Créée en octobre 1999 afin de garantir le respect de l’accord de Lomé et de remplacer les 15 000 hommes de l’Ecomog, une mission militaire des Nations unies en Sierra Leone (Minusil), forte d’une dizaine de milliers d’hommes, est chargée de surveiller le désarmement des combattants et de prendre le contrôle des zones minières. C’est alors la plus importante opération de l’ONU dans le monde en termes d’effectifs militaires (17 500 à leur maximum en 2001).

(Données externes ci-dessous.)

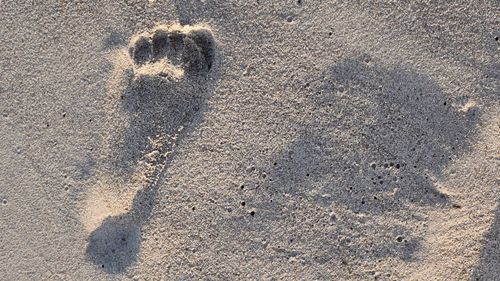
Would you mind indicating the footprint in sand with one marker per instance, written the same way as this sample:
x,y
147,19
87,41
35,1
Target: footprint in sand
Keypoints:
x,y
164,99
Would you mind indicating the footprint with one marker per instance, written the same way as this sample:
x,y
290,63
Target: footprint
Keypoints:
x,y
173,51
163,102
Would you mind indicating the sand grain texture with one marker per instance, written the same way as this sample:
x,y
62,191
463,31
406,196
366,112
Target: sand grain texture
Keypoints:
x,y
249,140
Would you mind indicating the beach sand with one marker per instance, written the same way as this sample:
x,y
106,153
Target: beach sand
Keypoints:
x,y
249,140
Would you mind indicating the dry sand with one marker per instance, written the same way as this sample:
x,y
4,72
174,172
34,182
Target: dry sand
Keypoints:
x,y
249,140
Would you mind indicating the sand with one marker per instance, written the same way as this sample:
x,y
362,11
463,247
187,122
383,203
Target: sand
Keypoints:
x,y
249,140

6   NE PAS « SACRIFIER LA JUSTICE À LA PAIX «

Mais le processus de paix est interrompu par le RUF, en mai 2000 : pour empêcher le redéploiement des forces de l’ONU près des mines de diamants, le mouvement rebelle lance une offensive en direction de Freetown, tandis que quelque 500 Casques bleus sont pris en otage. Les Occidentaux, qui ont patronné l’accord de paix de Lomé, et estimé, contrairement à l’avis de la population, qu’il était préférable de « sacrifier la justice à la paix «, se voient contraints par l’opinion internationale d’intervenir pour empêcher la prise de la capitale. Le débarquement d’un contingent en provenance du Royaume-Uni (l’ancienne puissance coloniale) contribue à une reprise de l’initiative par l’armée gouvernementale, tandis que Foday Sankoh, en fuite, est arrêté. Les Casques bleus sont libérés après des interventions internationales auprès de Charles Taylor. Le 5 juillet 2000, la résolution 1306 du Conseil de sécurité de l’ONU décrète un embargo sur le trafic illégal de diamants issus de Sierra Leone. Cette mesure touche à la fois le RUF, qui contrôle l’extraction illicite des diamants de la guerre, et le Liberia, où s’organise leur négoce.

7   L’ACCORD DE CESSEZ-LE-FEU D’ABUJA (NOVEMBRE 2000) ET LE PROCESSUS DE PACIFICATION

Après la signature d’un accord de cessez-le-feu à Abuja (Nigeria), en novembre 2000, entre le gouvernement et les rebelles, la communauté internationale intensifie la lutte contre le trafic de diamants et l’aide extérieure dont bénéficie la rébellion. Parallèlement, les combattants du RUF montrent des signes durables de lassitude, qu’accentue la perte d’influence de leur leader, Foday Sankoh, emprisonné et en passe d’être jugé. De son côté, le gouvernement sierra-léonais prépare une transition démocratique sous l’égide des Nations unies et procède au désarmement de plus de 45 000 combattants (dont environ 25 000 rebelles et 20 000 hommes issus des milices villageoises pro-gouvernementales). À la suite de l’achèvement du processus de désarmement, la fin de la guerre civile est officiellement proclamée le 18 janvier 2002, avec une cérémonie symbolique de destruction de 3 000 armes légères, à laquelle assistent le président Kabbah et le chef par intérim de la rébellion, Issa Sessay.

La paix est consolidée dans les années qui suivent par la présence de la Minusil (2005), la réussite du processus de transition démocratique sous l’autorité du président Kabbah, la chute de Charles Taylor au Liberia (2003), ainsi que par la mise en place d’instruments favorisant la justice et la réconciliation nationale, avec la création d’une Commission vérité et réconciliation et du Tribunal spécial pour la Sierra Leone (TSSL). Chargé de juger les responsables des crimes commis en Sierra Leone depuis le 30 novembre 1996, date de l’accord de paix d’Abidjan entre le gouvernement et le RUF, le TSSL ne peut poursuivre que les personnes âgées de 15 ans au minimum et portant la responsabilité la plus lourde dans les crimes visés. Cette modalité, qui exclut les enfants soldats, permet d’inculper Foday Sankoh (dont la mort, en juillet 2003, vient cependant interrompre le procès ouvert un an auparavant), Johnny Paul Koroma (décédé en 2003 alors qu’il était en fuite) et Charles Taylor (arrêté en 2006), ainsi que les leaders kamajors.